Investment Trends head of research Irene Guiamatsia says that before commencing this research she had a good appreciation of the immensity of the insurance gap, but wanted to dig further.
“People don’t proactively go out there and seek insurance,” Guiamatsia tells Professional Planner.
“The original question for us was ‘why?’. Certainly, if you look at financial security and you want to build up wealth, you also need to protect yourself and your family from financial risk.”
Guiamatsia says people don’t naturally think about protection in the same way they think about savings or investments, which people can see grow over time.
“But for protection, whether it’s protecting your assets or protecting your health, that lack of tangibility consumers have creates a bit of distance in their own appreciation for how that contributes to their financial security,” she says.
“We have identified that as an area that insurers need to proactively work at demonstrating to consumers.”
Whether this oversight is due to consumers’ negative connotations towards insurance, in that it is seen as a lifeline in a worst-case scenario rather than as a wealth creator, Guiamatsia says the answer is nuanced.
“Perhaps yes in the case of life insurance but not so much in the case home and contents insurance,” Guiamatsia says.
“We’ve seen that Australian consumers proactively want to talk about home insurance in the wake of the past few years with floods and natural disasters.”
Leaving a mark
While the regulators and government have sought to keep pressure on insurers over rising premium costs – APRA and ASIC released a joint letter in December about how they will continue to monitor the pricing decisions – the research found consumers will value brand recognition (39 per cent) over recommendations from an adviser (29 per cent), and premiums (23 per cent).
That may very well justify spending on large-scale branding projects, like sports teams or stadiums – for example, Zurich sponsors Melbourne Demons, Allianz sponsors the eponymous stadium in Sydney (among others around the world), while TAL is a corporate partner of the Sydney Swans.
Overseas, Metlife has naming rights of the American Football stadium home to the New York Giants and New York Jets, while AIA is the shirt sponsor of English Premier League club Tottenham Hotspur.
Guiamatsia says the report suggested such investments in branding are well thought out.
“The fact that brand is such a dominant factor in driving selection shouldn’t come as a big surprise,” Guiamatsia says.
“If the whole premise is that we’re looking for protection…you want a secure one. That’s one aspect that’s quite dominant, irrespective of the type of insurance you’re talking about.”
For consumers who are not choosing an insurance provider for the first time and are open to engaging with another insurer, branding is relegated to a lower preference.

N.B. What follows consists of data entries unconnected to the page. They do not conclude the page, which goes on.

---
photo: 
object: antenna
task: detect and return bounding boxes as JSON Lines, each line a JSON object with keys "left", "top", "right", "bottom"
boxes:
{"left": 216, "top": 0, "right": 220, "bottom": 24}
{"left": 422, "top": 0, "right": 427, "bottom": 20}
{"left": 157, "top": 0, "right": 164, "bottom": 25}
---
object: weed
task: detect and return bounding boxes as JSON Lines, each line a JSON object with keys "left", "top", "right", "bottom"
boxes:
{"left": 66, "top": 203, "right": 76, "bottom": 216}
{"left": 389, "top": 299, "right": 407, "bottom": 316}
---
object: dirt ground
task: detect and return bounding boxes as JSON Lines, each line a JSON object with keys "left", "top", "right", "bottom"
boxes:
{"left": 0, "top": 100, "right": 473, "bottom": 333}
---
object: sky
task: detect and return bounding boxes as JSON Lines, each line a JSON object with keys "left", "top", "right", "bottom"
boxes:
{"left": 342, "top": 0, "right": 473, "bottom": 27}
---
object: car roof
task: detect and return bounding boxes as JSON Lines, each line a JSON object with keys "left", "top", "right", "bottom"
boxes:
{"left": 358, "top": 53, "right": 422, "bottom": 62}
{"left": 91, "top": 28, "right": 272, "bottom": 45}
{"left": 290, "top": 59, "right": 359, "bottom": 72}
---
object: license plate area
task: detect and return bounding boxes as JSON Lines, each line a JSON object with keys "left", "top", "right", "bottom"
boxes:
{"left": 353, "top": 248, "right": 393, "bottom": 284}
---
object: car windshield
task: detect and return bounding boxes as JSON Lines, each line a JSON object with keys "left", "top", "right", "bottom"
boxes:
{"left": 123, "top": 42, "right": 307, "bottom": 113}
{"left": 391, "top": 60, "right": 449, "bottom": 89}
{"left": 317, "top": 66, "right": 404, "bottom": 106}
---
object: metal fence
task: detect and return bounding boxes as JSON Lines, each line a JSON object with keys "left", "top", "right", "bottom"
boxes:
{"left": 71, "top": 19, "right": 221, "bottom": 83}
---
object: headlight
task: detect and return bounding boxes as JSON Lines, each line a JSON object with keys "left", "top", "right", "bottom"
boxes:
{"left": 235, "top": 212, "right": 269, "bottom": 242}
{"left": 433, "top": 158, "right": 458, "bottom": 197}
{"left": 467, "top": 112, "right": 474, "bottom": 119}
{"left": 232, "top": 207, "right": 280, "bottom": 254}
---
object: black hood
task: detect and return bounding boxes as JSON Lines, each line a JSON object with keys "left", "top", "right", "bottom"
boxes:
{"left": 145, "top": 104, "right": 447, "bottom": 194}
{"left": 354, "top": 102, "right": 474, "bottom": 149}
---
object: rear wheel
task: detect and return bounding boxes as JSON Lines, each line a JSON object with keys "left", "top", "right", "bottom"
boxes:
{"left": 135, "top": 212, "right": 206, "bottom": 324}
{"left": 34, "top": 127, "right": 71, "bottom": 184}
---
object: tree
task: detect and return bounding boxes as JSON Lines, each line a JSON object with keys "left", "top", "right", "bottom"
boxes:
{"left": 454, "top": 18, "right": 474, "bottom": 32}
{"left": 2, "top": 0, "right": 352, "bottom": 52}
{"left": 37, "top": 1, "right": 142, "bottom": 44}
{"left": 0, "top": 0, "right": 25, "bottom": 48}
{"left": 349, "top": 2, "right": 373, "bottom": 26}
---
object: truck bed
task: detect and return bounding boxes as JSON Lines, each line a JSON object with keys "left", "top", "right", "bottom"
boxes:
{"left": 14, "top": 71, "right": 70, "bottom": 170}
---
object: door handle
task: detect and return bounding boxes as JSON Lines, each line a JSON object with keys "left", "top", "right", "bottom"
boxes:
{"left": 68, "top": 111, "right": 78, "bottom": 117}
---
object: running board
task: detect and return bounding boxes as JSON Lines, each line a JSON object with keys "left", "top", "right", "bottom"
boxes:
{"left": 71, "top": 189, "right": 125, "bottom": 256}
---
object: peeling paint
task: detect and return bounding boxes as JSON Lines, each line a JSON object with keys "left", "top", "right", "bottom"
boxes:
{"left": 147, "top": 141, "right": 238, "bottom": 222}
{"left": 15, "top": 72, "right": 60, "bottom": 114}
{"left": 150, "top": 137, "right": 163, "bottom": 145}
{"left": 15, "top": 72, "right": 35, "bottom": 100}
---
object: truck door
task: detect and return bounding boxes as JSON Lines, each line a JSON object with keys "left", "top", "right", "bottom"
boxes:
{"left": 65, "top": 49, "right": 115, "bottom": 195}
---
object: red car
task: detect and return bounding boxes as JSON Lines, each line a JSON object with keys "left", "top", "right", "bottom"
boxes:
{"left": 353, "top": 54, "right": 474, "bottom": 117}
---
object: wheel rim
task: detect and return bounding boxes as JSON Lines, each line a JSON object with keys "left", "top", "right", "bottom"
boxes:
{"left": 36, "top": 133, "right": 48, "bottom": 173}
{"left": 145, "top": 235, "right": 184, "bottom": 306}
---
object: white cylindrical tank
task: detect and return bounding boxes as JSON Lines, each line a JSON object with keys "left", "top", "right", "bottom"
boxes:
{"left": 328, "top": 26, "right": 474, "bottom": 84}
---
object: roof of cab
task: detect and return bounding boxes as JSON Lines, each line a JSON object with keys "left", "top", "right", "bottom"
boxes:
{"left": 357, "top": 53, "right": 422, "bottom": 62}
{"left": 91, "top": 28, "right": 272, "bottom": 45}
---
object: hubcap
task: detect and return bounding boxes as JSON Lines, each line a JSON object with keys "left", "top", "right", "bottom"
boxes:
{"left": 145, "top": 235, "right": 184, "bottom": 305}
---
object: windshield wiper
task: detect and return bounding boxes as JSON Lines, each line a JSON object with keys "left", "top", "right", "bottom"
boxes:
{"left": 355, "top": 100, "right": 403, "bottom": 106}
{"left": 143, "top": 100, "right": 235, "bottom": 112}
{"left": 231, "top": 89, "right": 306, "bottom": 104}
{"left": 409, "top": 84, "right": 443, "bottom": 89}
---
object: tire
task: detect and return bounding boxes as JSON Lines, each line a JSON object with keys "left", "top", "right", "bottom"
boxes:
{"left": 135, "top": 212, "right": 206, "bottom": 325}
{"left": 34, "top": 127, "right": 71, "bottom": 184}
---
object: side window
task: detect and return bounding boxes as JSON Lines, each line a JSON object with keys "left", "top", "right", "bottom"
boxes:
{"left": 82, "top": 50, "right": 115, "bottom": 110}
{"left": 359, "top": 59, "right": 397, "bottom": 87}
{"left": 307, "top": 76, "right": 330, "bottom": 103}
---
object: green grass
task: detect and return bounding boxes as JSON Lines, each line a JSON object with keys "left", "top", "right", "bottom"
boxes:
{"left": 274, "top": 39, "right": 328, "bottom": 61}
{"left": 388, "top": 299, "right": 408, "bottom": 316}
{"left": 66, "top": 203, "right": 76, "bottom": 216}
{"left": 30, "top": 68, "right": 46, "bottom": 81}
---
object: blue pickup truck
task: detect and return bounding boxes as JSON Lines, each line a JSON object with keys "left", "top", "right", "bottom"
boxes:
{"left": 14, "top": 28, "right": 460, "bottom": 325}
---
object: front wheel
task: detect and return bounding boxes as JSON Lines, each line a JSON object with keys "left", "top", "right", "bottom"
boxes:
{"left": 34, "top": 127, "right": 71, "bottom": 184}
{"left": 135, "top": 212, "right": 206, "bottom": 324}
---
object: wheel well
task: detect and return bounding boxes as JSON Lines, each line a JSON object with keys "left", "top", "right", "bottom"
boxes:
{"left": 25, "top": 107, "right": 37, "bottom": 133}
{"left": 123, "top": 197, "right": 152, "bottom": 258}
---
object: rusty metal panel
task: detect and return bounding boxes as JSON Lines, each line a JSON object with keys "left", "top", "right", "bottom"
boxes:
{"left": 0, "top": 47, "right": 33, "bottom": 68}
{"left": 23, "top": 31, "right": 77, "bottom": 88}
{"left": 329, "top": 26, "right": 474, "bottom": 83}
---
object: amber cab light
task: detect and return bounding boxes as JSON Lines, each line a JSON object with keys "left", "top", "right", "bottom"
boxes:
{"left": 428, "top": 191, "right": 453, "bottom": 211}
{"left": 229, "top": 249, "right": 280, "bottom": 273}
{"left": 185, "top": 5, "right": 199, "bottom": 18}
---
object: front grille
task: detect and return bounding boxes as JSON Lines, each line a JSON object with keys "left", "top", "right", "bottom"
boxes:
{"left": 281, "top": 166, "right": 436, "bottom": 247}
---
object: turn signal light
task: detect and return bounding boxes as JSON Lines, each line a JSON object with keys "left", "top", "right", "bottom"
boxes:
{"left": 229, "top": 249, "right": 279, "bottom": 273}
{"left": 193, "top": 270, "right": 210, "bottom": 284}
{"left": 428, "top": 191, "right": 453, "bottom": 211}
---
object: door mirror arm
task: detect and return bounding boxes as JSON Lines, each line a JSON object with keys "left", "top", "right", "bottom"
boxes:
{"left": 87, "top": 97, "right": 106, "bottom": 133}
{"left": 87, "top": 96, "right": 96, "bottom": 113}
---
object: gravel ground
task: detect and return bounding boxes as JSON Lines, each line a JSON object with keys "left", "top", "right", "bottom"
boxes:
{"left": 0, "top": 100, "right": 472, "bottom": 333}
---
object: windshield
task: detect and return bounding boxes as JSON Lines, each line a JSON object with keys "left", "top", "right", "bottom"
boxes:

In this circumstance, lower premiums were the highest factor (58 per cent), followed by better rewards and benefits (29 per cent), and branding (27 per cent).
“There, they’re looking for a few things – lower premiums but not just that they expect lower premiums but they’re also looking for better digital engagement which I thought was interesting from an insurance point of view, and also recognition of loyalty,” Guiamatsia says.
“Those additional themes could maybe help new entrants develop a differentiated proposition. The reality with brand is that they it can take a lot of time to build brand equity.”
When it came to client satisfaction and digital engagement, Zurich led with the highest client net promotor score.